Carlos Alcorta, autor del segundo texto del catálogo, subraya esta riqueza anterior de la pobreza material:el papel, el cartón, la cola, el caucho y las tijeras como actos igual de suicidas que heroicos; la hostilidad del `collage' desde la pintura y escultura, al que Picasso fagocita rápidamente,el Dadá otorga carta de naturaleza y Braque duda del mismo sin reservas. Puente -según Alcorta- une el prestigio antiguo del `collage' con la tecnología contemporánea de la posmodernidad. Se cita a Santiago Amón y no es baladí la frase sino muy bien traída. «La invención e introducción del `collage' en la pintura ha sido el equivalente de una cura de desintoxicación. Merced a ella, se han librado los pintores, por un momento, de la servidumbre hipnótica de la pasta y del papel. Han liberado sus ojos, sus manos y su espíritu de los encantos, demasiado hechizantes, del color en un tubo (...) Han renunciado durante el tiempo preciso, para adquirir mejores costumbres, a la apariencia seductora, a fin de ocuparse, sobre todo, de lo que podía haber en el fondo».

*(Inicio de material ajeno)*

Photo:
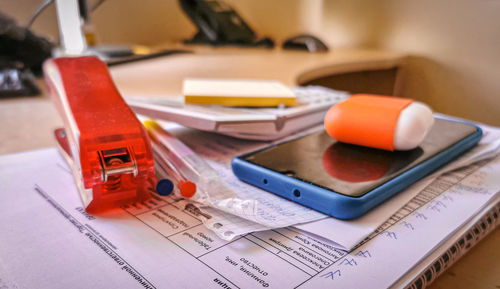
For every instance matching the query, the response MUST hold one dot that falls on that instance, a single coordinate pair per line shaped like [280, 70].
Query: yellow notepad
[237, 92]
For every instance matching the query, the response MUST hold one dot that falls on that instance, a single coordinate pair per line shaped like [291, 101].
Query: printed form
[49, 241]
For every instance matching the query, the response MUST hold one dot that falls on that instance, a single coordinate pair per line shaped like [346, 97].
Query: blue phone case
[339, 205]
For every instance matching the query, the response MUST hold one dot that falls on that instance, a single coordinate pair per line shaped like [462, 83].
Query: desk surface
[27, 122]
[163, 76]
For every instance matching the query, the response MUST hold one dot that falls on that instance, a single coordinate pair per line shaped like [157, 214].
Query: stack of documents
[51, 242]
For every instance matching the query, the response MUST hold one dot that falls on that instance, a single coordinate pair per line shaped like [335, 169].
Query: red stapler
[106, 146]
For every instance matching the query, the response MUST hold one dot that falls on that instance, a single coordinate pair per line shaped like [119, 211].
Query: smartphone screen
[349, 169]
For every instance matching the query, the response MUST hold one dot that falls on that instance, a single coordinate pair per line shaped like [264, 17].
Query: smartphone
[346, 181]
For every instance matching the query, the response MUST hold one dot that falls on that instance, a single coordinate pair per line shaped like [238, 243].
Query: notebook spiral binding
[482, 228]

Puente es artista de lo pobre, de lo económico, de lo sintético, de lo esencial y, al mismo tiempo, de lo orgánico, de la conciencia y de una meditación a la que solo puede llevar la línea y la forma. Su pintura es espiritual a través de una armadura aparente de simpleza o inverosimilitud. No una imagen necesariamente representativa -como apunta Alcorta- de cuanto ocurre sino evocativa donde lo real es siempre territorio inédito, interior y no está sujeto al servido de lo visible cuanto de la idea. El viaje es, a la manera de Gerson, de lo visible a lo invisible, de lo corpóreo a lo espiritual. No transparencia comunicativa sino complicidad emocional.

La «determinación formal» de Klee es núcleo fundamental en la carrera del creador. Se alude a Ramón Xirau. «En la imagen viene a unirse la conciencia y su objeto, lo ideal y lo real, la palabra y el acto». El camino de Puente -apunta Alcorta- es desaprendizaje, reconstruir un mundo desarticulado a través de una narrativa fácilmente asimilable por el sujeto corriente. Ascetismo, lirismo, espiritualidad, formas y no significados preestablecidos, asociaciones accidentales, automatismos constructivos o subconsciente libre, objetividad y no credibilidad es su fuerza. Un yo frágil, temporal, asediado en el tiempo que le ha tocado vivir. La unión del simbolismo (francés) con la mística (española). Dinamismo entre las piezas, tridimensionalidad, juegos de sombra y luz, huecos y llenos, puntos de fuga, excitantes concavidades, falsas construcciones planas... un clásico.